Ze verdeelden de gevangenen in twee groepen: gezond en ziek. Een stuk of tien mensen waren te zwak om verder te reizen en nadat de hele groep was bekeken, werden ze terug het gebouw in gebracht. Het gillen dat binnen begon en plotseling ophield, getuigde van hun lot.
De overige gevangenen werden naar het water gevoerd en moesten zich uitkleden en wassen. Het zeewater bood weinig soelaas, maar Margreet was blij het vuil van zich af te kunnen spoelen. Terwijl ze zich waste, zag ze het schip.
Vlakbij zat Adelinde op haar hurken in het ondiepe water, zo min mogelijk acht slaand op de opmerkingen van de bewakers. Zo vies als ze was, met al het vuil dat in haar haren klitte, was ze nog steeds een schoonheid.
'Heb je ooit zo'n schip gezien?' zei Margreet zachtjes tegen haar.
Gewekt uit haar sombere overpeinzingen richtte Adelinde haar blik op het vaartuig. 'Nee, nog nooit,' zei ze tenslotte.
Het schip was tweemaal zo groot als het grootste Koninkrijkse schip en deinde nauwelijks op de golven. Het was helemaal zwart, met een hoog voor- en achterdek en vier hoge masten. 'Het lijkt op een Quegse galei, maar dan zonder roeibanken. Wat een gigant.'
Tientallen boten werden naar de kust geroeid en Margreet besefte dat alle gevangenen naar dat schip werden gebracht. Bij de twaalf sloepen die op het strand lagen werd al begonnen met het inladen van de eerste gevangenen die uit het water kwamen.

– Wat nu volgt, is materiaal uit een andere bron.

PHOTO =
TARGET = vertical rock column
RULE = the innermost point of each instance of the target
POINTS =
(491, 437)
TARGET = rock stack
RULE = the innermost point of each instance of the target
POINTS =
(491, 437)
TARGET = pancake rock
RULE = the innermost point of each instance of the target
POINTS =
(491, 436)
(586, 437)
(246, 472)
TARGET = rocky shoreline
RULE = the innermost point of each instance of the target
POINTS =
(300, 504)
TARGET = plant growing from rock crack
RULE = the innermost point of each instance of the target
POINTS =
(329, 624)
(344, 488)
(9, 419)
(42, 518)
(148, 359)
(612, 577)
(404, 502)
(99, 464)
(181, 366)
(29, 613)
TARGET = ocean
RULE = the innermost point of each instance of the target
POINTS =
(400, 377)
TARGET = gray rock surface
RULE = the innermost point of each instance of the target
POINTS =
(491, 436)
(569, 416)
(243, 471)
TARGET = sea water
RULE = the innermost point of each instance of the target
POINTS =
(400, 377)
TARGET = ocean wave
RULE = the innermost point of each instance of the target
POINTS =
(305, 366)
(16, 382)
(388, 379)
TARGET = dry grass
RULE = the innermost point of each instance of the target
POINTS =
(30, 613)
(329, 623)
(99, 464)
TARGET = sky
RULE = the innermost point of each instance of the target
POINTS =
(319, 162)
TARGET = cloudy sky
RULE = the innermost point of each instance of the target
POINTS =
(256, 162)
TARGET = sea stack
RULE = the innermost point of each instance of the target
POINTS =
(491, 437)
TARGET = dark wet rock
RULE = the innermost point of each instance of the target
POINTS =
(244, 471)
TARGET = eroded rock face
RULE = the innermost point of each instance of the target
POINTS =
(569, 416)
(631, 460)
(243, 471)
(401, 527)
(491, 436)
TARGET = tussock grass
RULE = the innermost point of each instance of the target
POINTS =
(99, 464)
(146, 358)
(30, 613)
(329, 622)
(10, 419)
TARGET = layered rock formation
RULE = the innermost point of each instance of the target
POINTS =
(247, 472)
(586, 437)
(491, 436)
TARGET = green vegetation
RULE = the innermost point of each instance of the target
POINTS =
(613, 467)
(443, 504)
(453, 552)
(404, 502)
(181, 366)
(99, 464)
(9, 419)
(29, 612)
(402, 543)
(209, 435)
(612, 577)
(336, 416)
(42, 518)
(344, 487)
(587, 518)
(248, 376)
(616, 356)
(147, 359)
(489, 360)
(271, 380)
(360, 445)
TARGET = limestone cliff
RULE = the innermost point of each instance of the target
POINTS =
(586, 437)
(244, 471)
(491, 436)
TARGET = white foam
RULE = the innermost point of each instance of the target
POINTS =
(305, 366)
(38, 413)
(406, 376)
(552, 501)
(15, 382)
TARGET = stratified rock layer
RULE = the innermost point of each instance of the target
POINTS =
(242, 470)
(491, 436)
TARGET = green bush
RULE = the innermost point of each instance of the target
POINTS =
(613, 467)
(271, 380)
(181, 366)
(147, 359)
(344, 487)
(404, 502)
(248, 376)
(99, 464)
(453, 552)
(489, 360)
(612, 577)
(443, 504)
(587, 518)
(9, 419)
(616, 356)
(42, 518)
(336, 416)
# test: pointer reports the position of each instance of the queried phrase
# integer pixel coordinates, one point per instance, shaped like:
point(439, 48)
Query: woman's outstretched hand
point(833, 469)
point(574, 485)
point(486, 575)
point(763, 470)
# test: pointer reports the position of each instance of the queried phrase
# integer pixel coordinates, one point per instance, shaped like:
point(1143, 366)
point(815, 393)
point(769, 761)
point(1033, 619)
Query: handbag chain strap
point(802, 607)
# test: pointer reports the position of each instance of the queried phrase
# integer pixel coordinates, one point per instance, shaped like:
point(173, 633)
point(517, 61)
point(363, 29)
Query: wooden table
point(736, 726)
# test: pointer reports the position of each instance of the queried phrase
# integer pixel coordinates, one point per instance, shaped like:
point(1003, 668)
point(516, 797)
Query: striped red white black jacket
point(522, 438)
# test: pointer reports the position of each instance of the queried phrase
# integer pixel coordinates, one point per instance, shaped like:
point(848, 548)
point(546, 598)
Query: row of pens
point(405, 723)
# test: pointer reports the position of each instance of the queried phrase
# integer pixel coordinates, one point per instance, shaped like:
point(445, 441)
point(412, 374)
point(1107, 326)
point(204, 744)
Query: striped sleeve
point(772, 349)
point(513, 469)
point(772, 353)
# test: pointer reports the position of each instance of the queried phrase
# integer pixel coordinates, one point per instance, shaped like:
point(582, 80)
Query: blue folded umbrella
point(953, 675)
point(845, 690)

Het duurde bijna de hele dag, maar tegen zonsondergang lichtte het zwarte schip anker en begon de reis. Diep in het ruim werden Margreet en de andere vrouwen naar de bakboordzijde van het schip gebracht, op het laagste van de drie dekken. Iedere gevangene kreeg een eigen stroma tras en er was genoeg ruimte om er rond omheen te lopen. Ze werden aan het hoofd van de matrassen geplaatst met de opdracht hun kleding uit te trekken. Blij het vieze ding kwijt te zijn, gehoorzaamde Margreet snel. Adelinde aarzelde en toen ze haar gewaad uiteindelijk liet vallen, probeerde ze zichzelf snel te bedekken.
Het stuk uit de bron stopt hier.